Que faire alors ? Pour la ministre de la santé, la solution est toute trouvée : il faut créer une nouvelle entité qui sera chargée de gérer le régime à l’instar de la CNSS et de la CNOPS pour l’AMO. Mais en attendant, la généralisation étant en marche, il fallait bien pallier ce vide juridique.

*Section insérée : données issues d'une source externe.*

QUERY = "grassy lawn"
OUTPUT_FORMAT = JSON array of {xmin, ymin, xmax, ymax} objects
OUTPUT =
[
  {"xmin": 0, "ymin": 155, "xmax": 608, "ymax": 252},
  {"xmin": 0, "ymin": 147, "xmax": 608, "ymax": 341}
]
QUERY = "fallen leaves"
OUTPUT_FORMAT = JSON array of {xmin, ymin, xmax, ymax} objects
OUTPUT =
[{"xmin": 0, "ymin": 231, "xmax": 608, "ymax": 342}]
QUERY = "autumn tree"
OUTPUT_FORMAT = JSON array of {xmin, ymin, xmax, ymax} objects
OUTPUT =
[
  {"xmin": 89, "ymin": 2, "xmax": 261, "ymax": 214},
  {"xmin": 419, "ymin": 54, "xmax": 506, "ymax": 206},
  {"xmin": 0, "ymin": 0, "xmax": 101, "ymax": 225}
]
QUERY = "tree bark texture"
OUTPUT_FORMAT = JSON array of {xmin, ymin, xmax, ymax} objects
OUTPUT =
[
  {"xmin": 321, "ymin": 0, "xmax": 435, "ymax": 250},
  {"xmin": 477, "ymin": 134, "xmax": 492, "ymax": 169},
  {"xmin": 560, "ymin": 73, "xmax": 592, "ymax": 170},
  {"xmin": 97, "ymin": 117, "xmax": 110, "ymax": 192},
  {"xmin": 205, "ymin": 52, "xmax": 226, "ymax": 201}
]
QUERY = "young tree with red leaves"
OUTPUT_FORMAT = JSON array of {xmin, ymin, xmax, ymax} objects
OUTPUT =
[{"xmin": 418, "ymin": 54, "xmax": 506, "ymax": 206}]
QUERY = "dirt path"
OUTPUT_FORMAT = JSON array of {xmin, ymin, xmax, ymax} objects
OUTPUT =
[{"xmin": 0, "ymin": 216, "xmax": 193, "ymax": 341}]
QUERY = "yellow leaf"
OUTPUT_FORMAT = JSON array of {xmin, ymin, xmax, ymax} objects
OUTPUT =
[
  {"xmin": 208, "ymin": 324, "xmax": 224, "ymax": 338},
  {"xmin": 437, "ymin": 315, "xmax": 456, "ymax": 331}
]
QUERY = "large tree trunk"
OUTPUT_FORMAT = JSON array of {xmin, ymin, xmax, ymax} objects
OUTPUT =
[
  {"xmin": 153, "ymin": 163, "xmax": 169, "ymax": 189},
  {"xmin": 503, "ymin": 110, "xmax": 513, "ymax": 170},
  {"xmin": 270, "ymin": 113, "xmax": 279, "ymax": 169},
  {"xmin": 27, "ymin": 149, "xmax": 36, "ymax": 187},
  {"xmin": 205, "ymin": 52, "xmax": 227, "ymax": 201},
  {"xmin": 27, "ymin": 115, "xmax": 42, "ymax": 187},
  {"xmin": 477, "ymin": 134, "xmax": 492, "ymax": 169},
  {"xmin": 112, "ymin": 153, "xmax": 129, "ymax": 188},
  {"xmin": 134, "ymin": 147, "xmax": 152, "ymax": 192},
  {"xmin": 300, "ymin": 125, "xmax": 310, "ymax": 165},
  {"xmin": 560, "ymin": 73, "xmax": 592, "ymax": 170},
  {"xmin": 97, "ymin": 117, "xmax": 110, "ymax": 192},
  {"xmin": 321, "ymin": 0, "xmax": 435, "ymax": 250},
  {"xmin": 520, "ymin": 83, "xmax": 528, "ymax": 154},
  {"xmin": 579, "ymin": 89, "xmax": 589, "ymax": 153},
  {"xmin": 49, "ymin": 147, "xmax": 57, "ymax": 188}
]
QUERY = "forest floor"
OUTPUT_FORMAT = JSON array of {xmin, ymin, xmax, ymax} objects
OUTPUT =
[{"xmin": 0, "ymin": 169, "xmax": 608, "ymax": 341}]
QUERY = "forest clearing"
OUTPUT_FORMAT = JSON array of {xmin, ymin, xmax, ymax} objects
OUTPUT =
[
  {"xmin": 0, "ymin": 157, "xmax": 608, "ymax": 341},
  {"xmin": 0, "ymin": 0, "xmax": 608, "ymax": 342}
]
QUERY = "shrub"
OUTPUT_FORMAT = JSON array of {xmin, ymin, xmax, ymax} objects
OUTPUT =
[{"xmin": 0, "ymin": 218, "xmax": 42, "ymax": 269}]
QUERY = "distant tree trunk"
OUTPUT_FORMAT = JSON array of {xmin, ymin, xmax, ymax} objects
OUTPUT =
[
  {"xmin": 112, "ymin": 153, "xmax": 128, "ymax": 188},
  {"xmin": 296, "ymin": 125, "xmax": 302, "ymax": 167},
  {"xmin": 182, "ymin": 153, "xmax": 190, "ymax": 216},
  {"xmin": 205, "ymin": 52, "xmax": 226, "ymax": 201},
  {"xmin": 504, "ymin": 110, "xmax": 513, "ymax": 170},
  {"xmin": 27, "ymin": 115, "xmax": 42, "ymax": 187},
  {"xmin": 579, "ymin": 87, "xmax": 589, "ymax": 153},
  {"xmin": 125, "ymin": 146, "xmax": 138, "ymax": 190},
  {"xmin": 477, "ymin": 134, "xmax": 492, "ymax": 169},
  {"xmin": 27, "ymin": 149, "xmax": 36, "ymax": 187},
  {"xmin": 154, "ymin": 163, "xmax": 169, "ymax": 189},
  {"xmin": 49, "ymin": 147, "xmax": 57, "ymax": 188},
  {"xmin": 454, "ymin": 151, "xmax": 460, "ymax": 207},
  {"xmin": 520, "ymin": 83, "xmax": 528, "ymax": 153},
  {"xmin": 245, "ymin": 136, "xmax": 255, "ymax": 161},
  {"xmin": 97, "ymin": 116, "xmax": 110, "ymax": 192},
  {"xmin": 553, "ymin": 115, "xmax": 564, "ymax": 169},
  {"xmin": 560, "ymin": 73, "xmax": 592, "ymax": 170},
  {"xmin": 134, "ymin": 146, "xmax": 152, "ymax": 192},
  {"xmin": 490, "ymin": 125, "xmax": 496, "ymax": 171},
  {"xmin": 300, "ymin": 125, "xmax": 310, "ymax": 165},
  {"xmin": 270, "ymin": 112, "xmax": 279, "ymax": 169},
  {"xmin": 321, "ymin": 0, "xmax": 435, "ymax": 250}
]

En fait, la bataille entre le ministère et l’ANAM remonte à plusieurs mois déjà. L’ANAM avait courant 2010 préparé une première mouture d’un décret d’application pour la mise en œuvre du Ramed. Lequel décret, évidemment, restait fidèle à l’esprit de la loi 65-00 et plaçait l’ANAM comme étant l’autorité en la matière. Mais le projet de décret essuie le refus de deux départements : la santé pour des considérations de partage d’attributions et, surtout, les finances pour un problème de budget. Selon des sources bien informées, le texte laissait en effet ouvert le budget annuel alloué au Ramed de manière à ce que l’Etat apporte des fonds supplémentaires en cas de besoin. Ce que le ministère des finances a évidemment rejeté. Il faut savoir que pour la première année de fonctionnement le budget prévu pour le Ramed a été estimé entre 2,7 et 3 milliards DH. Cela dit, rassure Mme Baddou, «il est certain que la première année de démarrage nous n’atteindrons pas toute la population ciblée et, par conséquent, l’enveloppe réelle que nous devrons débourser sera bien en deçà des prévisions». Elle en donne pour preuve, encore une fois, l’expérience pilote de Tadla-Azilal au terme de laquelle la population qui a été finalement concernée est de 200 000 contre  400 000 que prévoyaient les pouvoirs publics. Un argument qui a, apparemment, fait mouche auprès du ministère des finances. Mais l’argument est à double tranchant. Les formations de santé de Tadla-Azilal ont eu des budgets sur la base d’une population et n’ont finalement dispensé des soins qu’à la moitié. Qu’a-t-on fait alors du reliquat ? A quoi a-t-il servi ? Comment à l’avenir s’assurer de l’équilibre du régime si les budgets sont surestimés ? A qui reviendra la charge de réguler tout cela ? En tout cas, on ne peut pas s’attendre à ce que le ministère renonce à des enveloppes budgétaires aussi importantes simplement par principe d’orthodoxie de gestion du Ramed. Contactée à plusieurs reprises par La Vie éco, la direction générale de l’ANAM n’a pas souhaité faire de commentaires sur la question.